Keurig launches Campbell's K-Cups

How to hack a Keurig
How to hack a Keurig

Keurig is trying to reverse its slumping sales with a bold new plan: Soup in a cup, courtesy of Campbell's.

Keurig Green Mountain (GMCR), known for its single-serve K-Cups for coffee and tea, has combined forces with the iconic soup company Campbell's for the new product, Fresh-Brewed Soup in a K-cup.

The companies say the process requires a packet of noodle soup mix and a K-Cup pod of broth that comes in two favors: Homestyle Chicken or Southwest Style Chicken. The packet is emptied into a 12-oz. cup and the K-cup pod is inserted into the Keurig. The machine does the rest.

The companies say it's a 70-calorie treat with no artificial colors or flavors. The soup costs $11.99 for an 8-pack of cups and packets.

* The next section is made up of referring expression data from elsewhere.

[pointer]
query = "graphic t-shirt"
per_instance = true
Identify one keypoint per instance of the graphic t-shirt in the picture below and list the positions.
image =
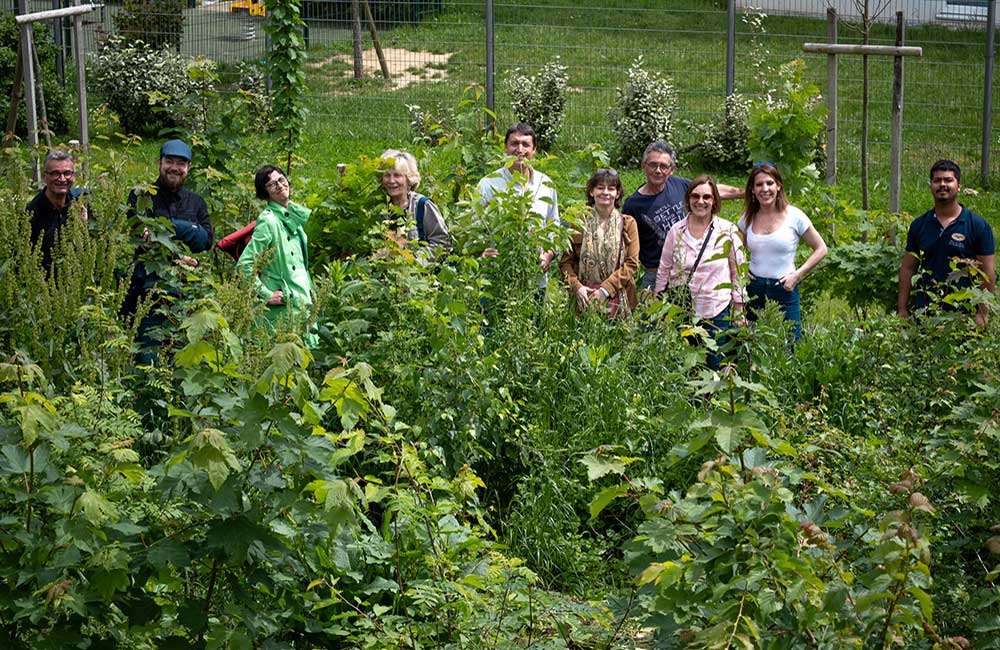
(654, 216)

"Launching Campbell's into the Keurig hot system marks a milestone as our first expansion beyond beverages," said Mark Wood, chief business development and partners officer with Keurig.

campbells keurig
Keurig has partnered with Campbell's for soup in a K-Cup. But will that save the company? Knock-offs already exist.

This is Keurig's first foray into food ... officially.

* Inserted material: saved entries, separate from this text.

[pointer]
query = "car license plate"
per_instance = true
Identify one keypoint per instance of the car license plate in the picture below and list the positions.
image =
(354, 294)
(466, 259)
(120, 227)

Unofficially, General Mills already produces Progresso soup and Nature Valley oatmeal pouches and pods that can be brewed in a Keurig machine. But on the web site describing its Bistro Cups, General Mills notes that they are "not affiliated with Keurig."

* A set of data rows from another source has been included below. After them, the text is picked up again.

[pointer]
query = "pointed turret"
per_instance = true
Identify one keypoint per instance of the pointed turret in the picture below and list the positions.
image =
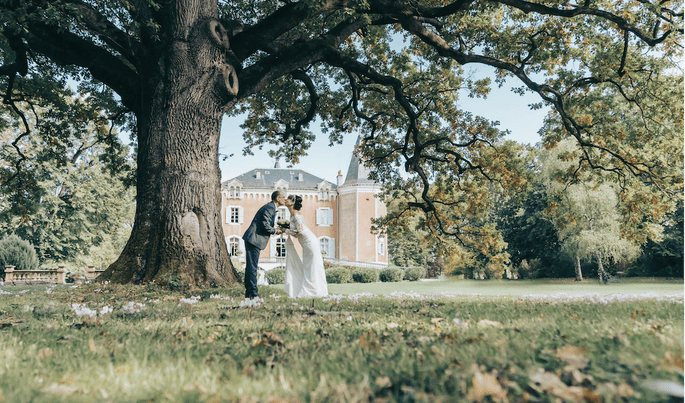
(357, 173)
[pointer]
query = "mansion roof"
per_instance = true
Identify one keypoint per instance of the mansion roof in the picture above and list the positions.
(272, 178)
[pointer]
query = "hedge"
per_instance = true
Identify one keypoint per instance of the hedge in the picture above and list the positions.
(338, 275)
(276, 276)
(365, 275)
(414, 273)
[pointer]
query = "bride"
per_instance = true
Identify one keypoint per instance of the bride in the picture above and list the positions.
(305, 277)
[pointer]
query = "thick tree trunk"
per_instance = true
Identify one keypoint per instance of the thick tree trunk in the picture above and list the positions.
(579, 272)
(177, 231)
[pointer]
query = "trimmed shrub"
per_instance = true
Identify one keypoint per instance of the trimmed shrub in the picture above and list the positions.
(239, 269)
(276, 276)
(17, 252)
(390, 274)
(338, 275)
(365, 275)
(414, 273)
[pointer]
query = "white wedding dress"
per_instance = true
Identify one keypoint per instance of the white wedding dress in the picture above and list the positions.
(304, 277)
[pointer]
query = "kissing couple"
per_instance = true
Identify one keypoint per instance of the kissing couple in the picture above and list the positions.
(304, 276)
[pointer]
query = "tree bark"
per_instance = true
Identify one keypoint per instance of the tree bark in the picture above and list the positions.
(177, 231)
(579, 272)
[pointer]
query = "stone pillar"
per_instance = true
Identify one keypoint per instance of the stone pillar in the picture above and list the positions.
(9, 274)
(61, 275)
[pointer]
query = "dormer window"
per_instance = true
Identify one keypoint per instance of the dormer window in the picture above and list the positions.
(324, 189)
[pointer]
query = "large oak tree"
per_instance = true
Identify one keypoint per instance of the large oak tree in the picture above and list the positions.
(391, 70)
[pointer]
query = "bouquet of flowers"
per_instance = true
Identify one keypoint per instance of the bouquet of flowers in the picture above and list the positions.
(283, 224)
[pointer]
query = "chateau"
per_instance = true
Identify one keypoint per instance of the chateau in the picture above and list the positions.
(338, 214)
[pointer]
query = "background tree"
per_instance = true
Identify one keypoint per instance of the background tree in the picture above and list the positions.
(178, 66)
(72, 192)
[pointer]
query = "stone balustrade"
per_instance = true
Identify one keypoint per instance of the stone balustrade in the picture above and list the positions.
(51, 276)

This is an ongoing problem for Keurig, which has struggled for control of its brand.

Related: Keurig knock-offs brew baby food and beer

There's a niche market for non-Keurig producers of Keurig-compatible coffee pods from companies like TreeHouse Foods and Rogers Family Co., which have both sued Keurig, accusing the company of anti-competitive practices.

Keurig's new machine, the Keurig 2.0, sells for $199.99 and can only use officially licensed K-Cups. But Rogers sells a Freedom Clip that allows the Keurig 2.0 to use non-Keurig coffee pods.

In its efforts to stay strong, Keurig has entered into partnerships with Starbucks (SBUX), Dunkin' Brands (DNKN) and Maxwell House from Kraft Heinz (KHC).

Still, Keurig, once a Wall Street darling, has had a tough time selling its K-cups and machines.

Shares have dropped steadily this year, with Keurig losing more than half its stock value year-to-date. The company reported disastrously bad results last month and planned layoffs of 330 workers. Sales dropped 5% in the most recent quarter.

Keurig is hoping that hot soup will save the day. After all, winter is coming.